Linking the mixing times of random walks on static and dynamic random graphs.

This paper considers non-backtracking random walks on random graphs generated according to the configuration model. The quantity of interest is the scaling of the mixing time of the random walk as the number of vertices of the random graph tends to infinity. Subject to mild general conditions, we link two mixing times: one for a static version of the random graph, the other for a class of dynamic versions of the random graph in which the edges are randomly rewired but the degrees are preserved. The link is provided by the probability that the random walk has not yet stepped along a previously rewired edge.
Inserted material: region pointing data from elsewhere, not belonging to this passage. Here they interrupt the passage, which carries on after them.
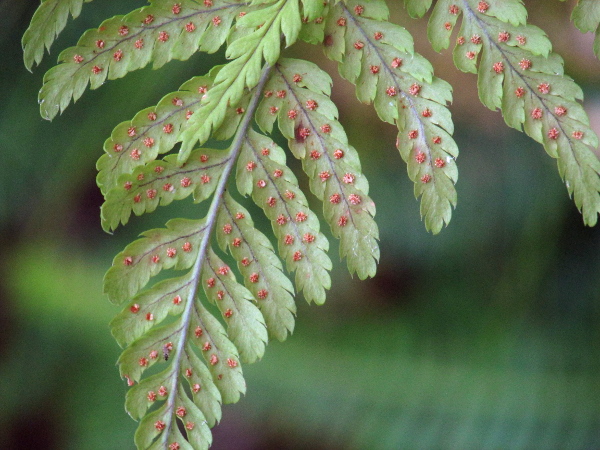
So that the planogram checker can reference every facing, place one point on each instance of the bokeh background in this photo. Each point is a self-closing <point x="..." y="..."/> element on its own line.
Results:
<point x="484" y="336"/>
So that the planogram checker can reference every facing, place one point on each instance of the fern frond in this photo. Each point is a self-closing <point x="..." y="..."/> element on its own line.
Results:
<point x="261" y="269"/>
<point x="163" y="181"/>
<point x="46" y="24"/>
<point x="586" y="17"/>
<point x="156" y="33"/>
<point x="417" y="8"/>
<point x="298" y="96"/>
<point x="257" y="37"/>
<point x="185" y="245"/>
<point x="519" y="75"/>
<point x="379" y="58"/>
<point x="262" y="173"/>
<point x="152" y="131"/>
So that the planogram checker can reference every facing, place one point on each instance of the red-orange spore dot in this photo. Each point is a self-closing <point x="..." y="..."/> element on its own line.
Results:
<point x="301" y="216"/>
<point x="414" y="89"/>
<point x="536" y="113"/>
<point x="560" y="111"/>
<point x="553" y="133"/>
<point x="525" y="64"/>
<point x="354" y="199"/>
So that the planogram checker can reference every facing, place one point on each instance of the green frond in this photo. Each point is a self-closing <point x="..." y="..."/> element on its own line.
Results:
<point x="156" y="33"/>
<point x="257" y="38"/>
<point x="260" y="267"/>
<point x="245" y="324"/>
<point x="152" y="131"/>
<point x="163" y="248"/>
<point x="379" y="58"/>
<point x="46" y="24"/>
<point x="163" y="181"/>
<point x="586" y="17"/>
<point x="298" y="96"/>
<point x="262" y="173"/>
<point x="519" y="74"/>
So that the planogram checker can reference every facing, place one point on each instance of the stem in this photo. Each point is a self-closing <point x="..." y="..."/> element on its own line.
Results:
<point x="211" y="219"/>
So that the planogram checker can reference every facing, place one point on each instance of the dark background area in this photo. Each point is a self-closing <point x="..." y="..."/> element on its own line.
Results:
<point x="484" y="336"/>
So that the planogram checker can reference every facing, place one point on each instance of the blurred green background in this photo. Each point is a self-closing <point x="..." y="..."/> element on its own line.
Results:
<point x="485" y="336"/>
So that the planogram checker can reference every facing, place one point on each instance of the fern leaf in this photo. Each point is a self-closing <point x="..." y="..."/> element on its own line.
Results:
<point x="586" y="17"/>
<point x="185" y="245"/>
<point x="156" y="33"/>
<point x="152" y="131"/>
<point x="518" y="73"/>
<point x="163" y="181"/>
<point x="379" y="58"/>
<point x="261" y="269"/>
<point x="248" y="49"/>
<point x="46" y="24"/>
<point x="298" y="96"/>
<point x="262" y="173"/>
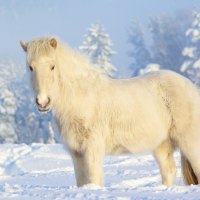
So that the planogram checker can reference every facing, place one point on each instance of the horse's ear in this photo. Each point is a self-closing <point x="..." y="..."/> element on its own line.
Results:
<point x="23" y="45"/>
<point x="53" y="43"/>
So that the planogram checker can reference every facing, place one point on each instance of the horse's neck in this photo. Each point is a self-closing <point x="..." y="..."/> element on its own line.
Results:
<point x="76" y="81"/>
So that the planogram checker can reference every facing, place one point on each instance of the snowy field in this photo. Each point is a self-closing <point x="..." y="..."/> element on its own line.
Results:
<point x="43" y="171"/>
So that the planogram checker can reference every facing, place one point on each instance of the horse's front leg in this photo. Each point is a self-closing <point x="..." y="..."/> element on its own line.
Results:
<point x="79" y="168"/>
<point x="88" y="165"/>
<point x="94" y="157"/>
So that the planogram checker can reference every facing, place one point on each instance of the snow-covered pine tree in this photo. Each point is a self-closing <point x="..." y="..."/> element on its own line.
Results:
<point x="191" y="65"/>
<point x="98" y="45"/>
<point x="168" y="39"/>
<point x="139" y="53"/>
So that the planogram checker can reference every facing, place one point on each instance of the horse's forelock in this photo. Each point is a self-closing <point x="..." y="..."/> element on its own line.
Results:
<point x="39" y="47"/>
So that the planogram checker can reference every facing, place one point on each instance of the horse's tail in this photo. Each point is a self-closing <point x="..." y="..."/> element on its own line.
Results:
<point x="187" y="171"/>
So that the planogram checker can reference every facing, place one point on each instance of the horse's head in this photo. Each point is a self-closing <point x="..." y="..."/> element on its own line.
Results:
<point x="41" y="61"/>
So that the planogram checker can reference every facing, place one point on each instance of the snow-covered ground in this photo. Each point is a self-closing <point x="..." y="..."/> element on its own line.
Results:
<point x="42" y="171"/>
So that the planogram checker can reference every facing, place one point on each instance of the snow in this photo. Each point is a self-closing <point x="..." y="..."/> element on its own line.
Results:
<point x="45" y="171"/>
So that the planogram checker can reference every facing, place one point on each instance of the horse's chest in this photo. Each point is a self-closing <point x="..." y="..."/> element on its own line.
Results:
<point x="75" y="133"/>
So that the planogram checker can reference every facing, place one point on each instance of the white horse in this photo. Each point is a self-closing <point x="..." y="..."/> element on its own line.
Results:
<point x="97" y="115"/>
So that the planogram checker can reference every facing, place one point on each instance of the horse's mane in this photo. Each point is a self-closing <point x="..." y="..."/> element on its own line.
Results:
<point x="68" y="58"/>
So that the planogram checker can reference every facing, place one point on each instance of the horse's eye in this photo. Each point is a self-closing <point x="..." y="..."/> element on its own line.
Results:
<point x="52" y="67"/>
<point x="31" y="68"/>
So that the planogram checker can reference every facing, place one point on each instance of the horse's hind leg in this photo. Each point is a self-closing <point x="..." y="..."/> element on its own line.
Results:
<point x="164" y="156"/>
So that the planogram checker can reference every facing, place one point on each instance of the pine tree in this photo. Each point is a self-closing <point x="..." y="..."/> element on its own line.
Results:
<point x="191" y="65"/>
<point x="97" y="44"/>
<point x="139" y="53"/>
<point x="168" y="35"/>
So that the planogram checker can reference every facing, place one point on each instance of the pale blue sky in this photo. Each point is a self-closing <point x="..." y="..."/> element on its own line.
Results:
<point x="69" y="19"/>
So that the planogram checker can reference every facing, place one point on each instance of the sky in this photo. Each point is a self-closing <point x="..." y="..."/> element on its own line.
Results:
<point x="70" y="19"/>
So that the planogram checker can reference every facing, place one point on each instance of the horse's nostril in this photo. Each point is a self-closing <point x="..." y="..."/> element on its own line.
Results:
<point x="43" y="103"/>
<point x="49" y="100"/>
<point x="37" y="101"/>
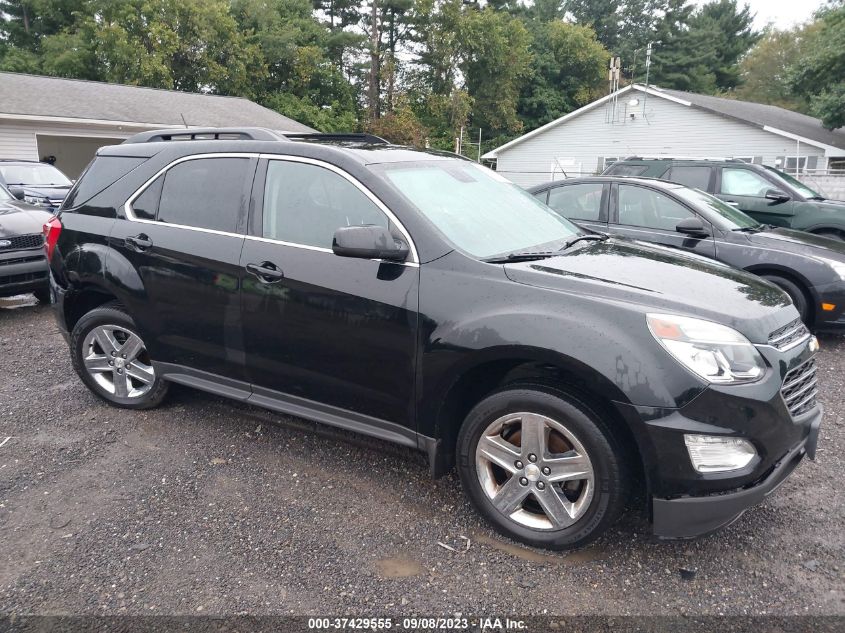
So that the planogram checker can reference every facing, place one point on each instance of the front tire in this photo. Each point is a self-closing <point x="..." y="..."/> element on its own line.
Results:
<point x="542" y="467"/>
<point x="112" y="359"/>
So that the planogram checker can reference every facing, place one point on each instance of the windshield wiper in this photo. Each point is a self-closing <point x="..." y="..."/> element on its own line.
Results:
<point x="589" y="237"/>
<point x="525" y="256"/>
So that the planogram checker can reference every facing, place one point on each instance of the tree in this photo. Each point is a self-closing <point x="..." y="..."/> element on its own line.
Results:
<point x="568" y="70"/>
<point x="821" y="71"/>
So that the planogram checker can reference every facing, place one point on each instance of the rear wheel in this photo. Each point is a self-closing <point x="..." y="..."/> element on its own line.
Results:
<point x="542" y="467"/>
<point x="799" y="299"/>
<point x="112" y="359"/>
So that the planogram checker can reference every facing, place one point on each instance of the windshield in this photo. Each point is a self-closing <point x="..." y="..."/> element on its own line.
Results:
<point x="480" y="212"/>
<point x="733" y="217"/>
<point x="796" y="184"/>
<point x="36" y="174"/>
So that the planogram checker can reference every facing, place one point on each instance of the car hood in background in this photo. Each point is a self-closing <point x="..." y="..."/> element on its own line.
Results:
<point x="799" y="242"/>
<point x="662" y="281"/>
<point x="17" y="218"/>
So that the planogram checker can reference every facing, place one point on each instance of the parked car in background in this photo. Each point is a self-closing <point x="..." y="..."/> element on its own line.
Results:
<point x="422" y="299"/>
<point x="38" y="184"/>
<point x="766" y="194"/>
<point x="809" y="268"/>
<point x="23" y="266"/>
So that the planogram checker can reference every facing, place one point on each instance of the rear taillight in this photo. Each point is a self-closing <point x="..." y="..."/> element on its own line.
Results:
<point x="52" y="229"/>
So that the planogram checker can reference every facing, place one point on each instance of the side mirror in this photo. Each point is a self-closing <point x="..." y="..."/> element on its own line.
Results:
<point x="368" y="242"/>
<point x="692" y="226"/>
<point x="777" y="195"/>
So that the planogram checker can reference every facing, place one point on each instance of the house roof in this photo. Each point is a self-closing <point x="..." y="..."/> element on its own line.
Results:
<point x="770" y="118"/>
<point x="50" y="98"/>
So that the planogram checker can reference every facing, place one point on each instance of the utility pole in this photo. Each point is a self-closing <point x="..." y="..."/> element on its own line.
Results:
<point x="374" y="62"/>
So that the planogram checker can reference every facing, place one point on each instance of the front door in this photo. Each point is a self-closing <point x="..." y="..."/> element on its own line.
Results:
<point x="642" y="213"/>
<point x="333" y="330"/>
<point x="183" y="237"/>
<point x="746" y="190"/>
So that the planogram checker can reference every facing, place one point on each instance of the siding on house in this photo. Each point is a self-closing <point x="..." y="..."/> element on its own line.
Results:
<point x="579" y="145"/>
<point x="18" y="139"/>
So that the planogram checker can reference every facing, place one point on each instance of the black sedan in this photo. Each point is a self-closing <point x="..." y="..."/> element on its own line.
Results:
<point x="23" y="266"/>
<point x="809" y="268"/>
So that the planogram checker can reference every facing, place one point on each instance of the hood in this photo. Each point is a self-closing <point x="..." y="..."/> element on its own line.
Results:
<point x="799" y="242"/>
<point x="17" y="218"/>
<point x="658" y="280"/>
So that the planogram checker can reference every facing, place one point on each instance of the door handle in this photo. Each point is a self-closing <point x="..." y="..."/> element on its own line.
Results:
<point x="267" y="272"/>
<point x="140" y="242"/>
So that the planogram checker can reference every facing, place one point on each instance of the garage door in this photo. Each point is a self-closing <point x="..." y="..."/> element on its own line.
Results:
<point x="73" y="153"/>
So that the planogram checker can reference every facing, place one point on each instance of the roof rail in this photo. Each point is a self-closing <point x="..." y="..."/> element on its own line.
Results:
<point x="205" y="134"/>
<point x="723" y="159"/>
<point x="248" y="134"/>
<point x="349" y="137"/>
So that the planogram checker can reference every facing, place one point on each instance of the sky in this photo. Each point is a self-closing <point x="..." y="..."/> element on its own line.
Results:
<point x="783" y="13"/>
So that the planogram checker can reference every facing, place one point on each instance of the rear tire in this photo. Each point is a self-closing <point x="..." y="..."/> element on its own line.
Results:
<point x="559" y="494"/>
<point x="112" y="360"/>
<point x="799" y="299"/>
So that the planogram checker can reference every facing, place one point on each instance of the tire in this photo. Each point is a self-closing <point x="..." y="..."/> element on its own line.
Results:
<point x="492" y="436"/>
<point x="98" y="343"/>
<point x="799" y="299"/>
<point x="43" y="296"/>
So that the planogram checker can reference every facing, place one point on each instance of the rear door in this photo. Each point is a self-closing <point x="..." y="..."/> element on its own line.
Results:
<point x="642" y="213"/>
<point x="746" y="189"/>
<point x="583" y="203"/>
<point x="323" y="330"/>
<point x="183" y="237"/>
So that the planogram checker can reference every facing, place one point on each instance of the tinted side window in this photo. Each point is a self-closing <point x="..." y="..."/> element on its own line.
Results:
<point x="689" y="175"/>
<point x="145" y="206"/>
<point x="306" y="204"/>
<point x="206" y="193"/>
<point x="102" y="172"/>
<point x="627" y="170"/>
<point x="580" y="202"/>
<point x="639" y="206"/>
<point x="744" y="182"/>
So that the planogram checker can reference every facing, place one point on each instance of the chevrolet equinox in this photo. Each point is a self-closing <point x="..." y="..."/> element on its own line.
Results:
<point x="420" y="298"/>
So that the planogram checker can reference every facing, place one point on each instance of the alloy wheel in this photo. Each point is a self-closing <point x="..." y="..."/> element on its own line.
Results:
<point x="535" y="471"/>
<point x="117" y="360"/>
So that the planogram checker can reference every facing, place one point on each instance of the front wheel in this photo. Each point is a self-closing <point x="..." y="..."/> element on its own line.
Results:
<point x="542" y="467"/>
<point x="112" y="359"/>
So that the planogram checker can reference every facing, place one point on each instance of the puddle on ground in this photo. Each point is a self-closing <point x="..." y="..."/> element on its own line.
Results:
<point x="398" y="568"/>
<point x="18" y="301"/>
<point x="575" y="558"/>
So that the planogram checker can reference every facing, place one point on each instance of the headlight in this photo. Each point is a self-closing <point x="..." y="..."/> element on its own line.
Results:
<point x="38" y="201"/>
<point x="715" y="352"/>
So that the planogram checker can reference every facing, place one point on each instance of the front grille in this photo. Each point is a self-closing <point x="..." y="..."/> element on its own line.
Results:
<point x="790" y="334"/>
<point x="6" y="280"/>
<point x="22" y="241"/>
<point x="22" y="260"/>
<point x="799" y="388"/>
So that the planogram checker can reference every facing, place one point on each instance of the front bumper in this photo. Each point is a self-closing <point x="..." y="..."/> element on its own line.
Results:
<point x="22" y="271"/>
<point x="690" y="517"/>
<point x="686" y="503"/>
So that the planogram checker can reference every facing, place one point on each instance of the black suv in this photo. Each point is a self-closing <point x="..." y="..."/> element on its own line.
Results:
<point x="766" y="194"/>
<point x="420" y="298"/>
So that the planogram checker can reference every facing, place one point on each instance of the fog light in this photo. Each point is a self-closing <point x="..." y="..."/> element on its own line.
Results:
<point x="714" y="453"/>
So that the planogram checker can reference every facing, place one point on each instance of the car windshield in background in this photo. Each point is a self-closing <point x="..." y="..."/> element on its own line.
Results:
<point x="476" y="209"/>
<point x="40" y="175"/>
<point x="734" y="218"/>
<point x="796" y="184"/>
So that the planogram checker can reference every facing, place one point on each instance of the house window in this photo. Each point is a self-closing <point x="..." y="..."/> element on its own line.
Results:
<point x="796" y="164"/>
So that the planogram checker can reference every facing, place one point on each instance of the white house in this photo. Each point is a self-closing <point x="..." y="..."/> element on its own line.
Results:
<point x="70" y="118"/>
<point x="636" y="121"/>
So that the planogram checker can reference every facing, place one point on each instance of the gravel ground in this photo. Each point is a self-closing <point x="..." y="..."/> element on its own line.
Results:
<point x="209" y="506"/>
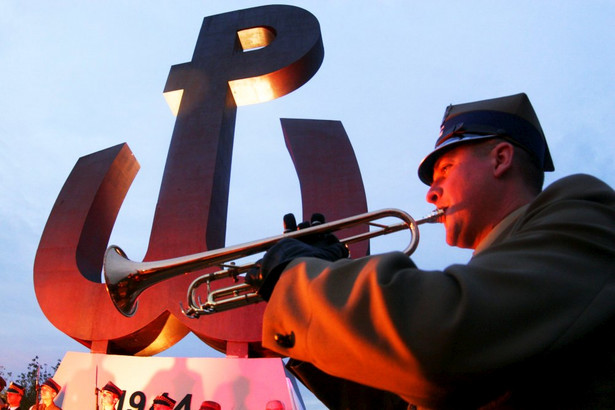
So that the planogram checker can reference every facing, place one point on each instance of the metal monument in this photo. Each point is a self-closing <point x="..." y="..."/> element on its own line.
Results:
<point x="242" y="57"/>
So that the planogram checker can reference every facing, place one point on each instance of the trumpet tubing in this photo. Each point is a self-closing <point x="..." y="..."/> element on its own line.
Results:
<point x="126" y="280"/>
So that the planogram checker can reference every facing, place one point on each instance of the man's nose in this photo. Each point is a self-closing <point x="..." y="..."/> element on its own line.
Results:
<point x="433" y="194"/>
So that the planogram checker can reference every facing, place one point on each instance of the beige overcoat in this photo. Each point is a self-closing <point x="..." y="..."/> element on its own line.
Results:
<point x="529" y="322"/>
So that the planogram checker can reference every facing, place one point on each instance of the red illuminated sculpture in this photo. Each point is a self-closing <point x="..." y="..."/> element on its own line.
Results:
<point x="191" y="211"/>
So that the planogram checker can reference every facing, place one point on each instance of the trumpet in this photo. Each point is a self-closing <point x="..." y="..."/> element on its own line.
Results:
<point x="125" y="279"/>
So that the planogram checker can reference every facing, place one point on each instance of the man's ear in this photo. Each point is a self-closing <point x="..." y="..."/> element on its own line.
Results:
<point x="502" y="158"/>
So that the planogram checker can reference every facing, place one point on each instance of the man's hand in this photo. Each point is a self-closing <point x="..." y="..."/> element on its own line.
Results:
<point x="267" y="271"/>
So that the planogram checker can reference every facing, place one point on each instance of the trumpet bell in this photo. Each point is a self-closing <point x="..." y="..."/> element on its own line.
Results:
<point x="126" y="280"/>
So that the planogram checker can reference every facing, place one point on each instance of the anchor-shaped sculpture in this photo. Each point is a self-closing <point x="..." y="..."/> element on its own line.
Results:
<point x="285" y="51"/>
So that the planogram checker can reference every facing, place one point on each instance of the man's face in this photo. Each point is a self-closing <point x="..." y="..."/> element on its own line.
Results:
<point x="461" y="186"/>
<point x="47" y="393"/>
<point x="108" y="398"/>
<point x="13" y="399"/>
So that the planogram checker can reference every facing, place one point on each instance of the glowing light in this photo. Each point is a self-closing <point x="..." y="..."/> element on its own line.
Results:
<point x="255" y="38"/>
<point x="174" y="99"/>
<point x="256" y="89"/>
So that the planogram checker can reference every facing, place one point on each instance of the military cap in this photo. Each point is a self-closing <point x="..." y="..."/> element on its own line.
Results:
<point x="511" y="118"/>
<point x="52" y="385"/>
<point x="112" y="388"/>
<point x="165" y="400"/>
<point x="16" y="388"/>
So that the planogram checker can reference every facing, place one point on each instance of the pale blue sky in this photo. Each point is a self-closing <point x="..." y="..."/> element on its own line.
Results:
<point x="81" y="76"/>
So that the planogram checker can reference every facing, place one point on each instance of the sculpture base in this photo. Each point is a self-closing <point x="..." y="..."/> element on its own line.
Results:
<point x="234" y="383"/>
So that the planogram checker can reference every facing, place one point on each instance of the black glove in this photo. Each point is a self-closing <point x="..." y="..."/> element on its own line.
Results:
<point x="267" y="271"/>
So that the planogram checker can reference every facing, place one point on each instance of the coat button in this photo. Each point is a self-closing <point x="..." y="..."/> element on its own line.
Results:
<point x="285" y="340"/>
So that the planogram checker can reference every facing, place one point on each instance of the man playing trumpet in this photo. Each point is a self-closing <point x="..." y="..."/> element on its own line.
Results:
<point x="526" y="323"/>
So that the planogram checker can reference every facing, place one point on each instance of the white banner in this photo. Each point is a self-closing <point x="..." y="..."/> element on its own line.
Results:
<point x="234" y="383"/>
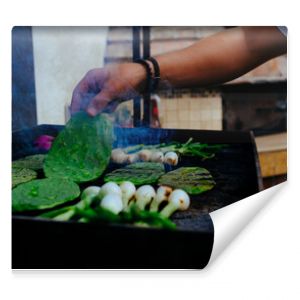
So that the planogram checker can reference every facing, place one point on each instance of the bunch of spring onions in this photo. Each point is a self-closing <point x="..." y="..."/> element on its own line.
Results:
<point x="167" y="153"/>
<point x="124" y="203"/>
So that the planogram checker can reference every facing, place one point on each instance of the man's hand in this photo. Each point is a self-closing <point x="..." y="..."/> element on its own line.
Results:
<point x="105" y="88"/>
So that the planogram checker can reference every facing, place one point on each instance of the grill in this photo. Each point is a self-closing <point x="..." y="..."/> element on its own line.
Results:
<point x="48" y="244"/>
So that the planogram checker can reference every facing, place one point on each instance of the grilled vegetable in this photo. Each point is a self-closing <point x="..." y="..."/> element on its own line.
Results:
<point x="171" y="158"/>
<point x="144" y="195"/>
<point x="194" y="180"/>
<point x="145" y="155"/>
<point x="118" y="156"/>
<point x="178" y="200"/>
<point x="128" y="191"/>
<point x="22" y="175"/>
<point x="81" y="151"/>
<point x="112" y="202"/>
<point x="162" y="194"/>
<point x="110" y="188"/>
<point x="157" y="156"/>
<point x="138" y="173"/>
<point x="33" y="162"/>
<point x="189" y="148"/>
<point x="43" y="193"/>
<point x="89" y="194"/>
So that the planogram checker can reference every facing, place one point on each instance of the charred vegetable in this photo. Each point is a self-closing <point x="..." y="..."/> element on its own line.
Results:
<point x="138" y="173"/>
<point x="33" y="162"/>
<point x="43" y="193"/>
<point x="178" y="200"/>
<point x="155" y="153"/>
<point x="82" y="150"/>
<point x="194" y="180"/>
<point x="22" y="175"/>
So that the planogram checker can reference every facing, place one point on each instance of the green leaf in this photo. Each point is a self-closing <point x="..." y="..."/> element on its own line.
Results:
<point x="33" y="162"/>
<point x="21" y="175"/>
<point x="81" y="151"/>
<point x="138" y="173"/>
<point x="43" y="193"/>
<point x="194" y="180"/>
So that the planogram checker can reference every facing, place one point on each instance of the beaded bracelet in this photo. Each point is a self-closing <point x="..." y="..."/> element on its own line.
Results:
<point x="156" y="77"/>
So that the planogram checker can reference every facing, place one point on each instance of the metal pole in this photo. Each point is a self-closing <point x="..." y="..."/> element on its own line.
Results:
<point x="147" y="96"/>
<point x="136" y="54"/>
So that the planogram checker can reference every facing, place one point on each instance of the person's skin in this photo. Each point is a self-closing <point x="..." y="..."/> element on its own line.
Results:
<point x="215" y="59"/>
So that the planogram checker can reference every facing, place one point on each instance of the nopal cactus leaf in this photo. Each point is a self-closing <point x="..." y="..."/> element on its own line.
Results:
<point x="81" y="151"/>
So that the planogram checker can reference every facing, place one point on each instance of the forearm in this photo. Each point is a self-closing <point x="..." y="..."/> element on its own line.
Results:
<point x="221" y="57"/>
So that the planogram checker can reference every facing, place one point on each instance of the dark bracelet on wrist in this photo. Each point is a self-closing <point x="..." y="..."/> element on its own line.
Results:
<point x="152" y="80"/>
<point x="156" y="77"/>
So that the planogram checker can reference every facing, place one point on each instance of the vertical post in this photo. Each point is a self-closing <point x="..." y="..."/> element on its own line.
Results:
<point x="147" y="96"/>
<point x="136" y="54"/>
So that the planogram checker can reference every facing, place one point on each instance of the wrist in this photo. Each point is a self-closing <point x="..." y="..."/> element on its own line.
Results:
<point x="138" y="77"/>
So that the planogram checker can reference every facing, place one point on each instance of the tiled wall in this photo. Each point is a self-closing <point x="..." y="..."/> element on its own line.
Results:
<point x="191" y="113"/>
<point x="187" y="112"/>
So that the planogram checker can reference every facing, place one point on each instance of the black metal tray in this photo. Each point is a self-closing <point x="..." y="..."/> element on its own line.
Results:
<point x="46" y="244"/>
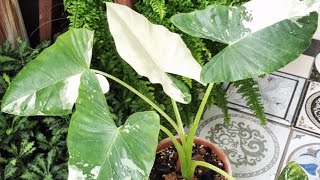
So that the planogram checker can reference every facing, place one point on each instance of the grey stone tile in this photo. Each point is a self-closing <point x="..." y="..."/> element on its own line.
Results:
<point x="254" y="150"/>
<point x="309" y="117"/>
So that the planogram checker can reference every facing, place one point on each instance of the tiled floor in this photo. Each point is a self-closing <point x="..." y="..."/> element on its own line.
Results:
<point x="292" y="104"/>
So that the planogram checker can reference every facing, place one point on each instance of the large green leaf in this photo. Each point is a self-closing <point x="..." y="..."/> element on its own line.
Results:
<point x="99" y="149"/>
<point x="49" y="84"/>
<point x="256" y="44"/>
<point x="293" y="171"/>
<point x="152" y="50"/>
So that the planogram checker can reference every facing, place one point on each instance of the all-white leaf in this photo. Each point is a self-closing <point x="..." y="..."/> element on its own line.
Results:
<point x="152" y="50"/>
<point x="104" y="84"/>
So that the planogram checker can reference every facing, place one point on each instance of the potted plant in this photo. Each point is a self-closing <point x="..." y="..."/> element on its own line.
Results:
<point x="61" y="77"/>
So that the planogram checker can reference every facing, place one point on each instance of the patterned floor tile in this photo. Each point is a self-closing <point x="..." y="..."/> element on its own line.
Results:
<point x="309" y="117"/>
<point x="317" y="33"/>
<point x="280" y="93"/>
<point x="305" y="150"/>
<point x="254" y="150"/>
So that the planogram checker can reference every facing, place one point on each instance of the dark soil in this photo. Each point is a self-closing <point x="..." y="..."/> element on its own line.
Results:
<point x="167" y="166"/>
<point x="315" y="75"/>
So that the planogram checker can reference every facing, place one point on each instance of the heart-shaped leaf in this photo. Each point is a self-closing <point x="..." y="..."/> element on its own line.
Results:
<point x="293" y="171"/>
<point x="152" y="50"/>
<point x="99" y="149"/>
<point x="254" y="47"/>
<point x="49" y="84"/>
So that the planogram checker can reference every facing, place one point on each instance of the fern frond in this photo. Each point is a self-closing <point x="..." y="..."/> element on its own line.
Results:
<point x="249" y="90"/>
<point x="220" y="99"/>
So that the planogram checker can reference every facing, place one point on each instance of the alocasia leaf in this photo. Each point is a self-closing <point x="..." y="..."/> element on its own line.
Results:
<point x="152" y="50"/>
<point x="258" y="43"/>
<point x="99" y="149"/>
<point x="293" y="171"/>
<point x="49" y="84"/>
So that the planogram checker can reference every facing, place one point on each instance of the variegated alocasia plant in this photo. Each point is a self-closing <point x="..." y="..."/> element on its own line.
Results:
<point x="61" y="77"/>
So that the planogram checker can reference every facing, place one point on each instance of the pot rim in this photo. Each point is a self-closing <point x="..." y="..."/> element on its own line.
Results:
<point x="201" y="141"/>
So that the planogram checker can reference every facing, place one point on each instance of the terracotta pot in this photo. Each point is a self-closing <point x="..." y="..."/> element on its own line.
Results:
<point x="128" y="3"/>
<point x="200" y="141"/>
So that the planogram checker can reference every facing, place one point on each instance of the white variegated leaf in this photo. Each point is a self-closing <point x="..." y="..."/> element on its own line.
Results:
<point x="152" y="50"/>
We use this link to compute the scaling of the mixing time for three specific classes of random rewirings. Depending on the speed and the range of the rewiring relative to the current location of the random walk, the mixing time may exhibit no cut-off, one-sided cut-off or two-sided cut-off, a trichotomy that was also found in earlier work. Interestingly, for a class of dynamics that are `mesoscopic', i.e., non-local and non-global, we find new behaviour with six subregimes. Proofs are built on a new and flexible coupling scheme, in combination with sharp estimates on the degrees encountered by the random walk in the static and the dynamic version of the random graph. Some of these estimates require sharp control on possible short-cuts in the graph between the edges that are traversed by the random walk.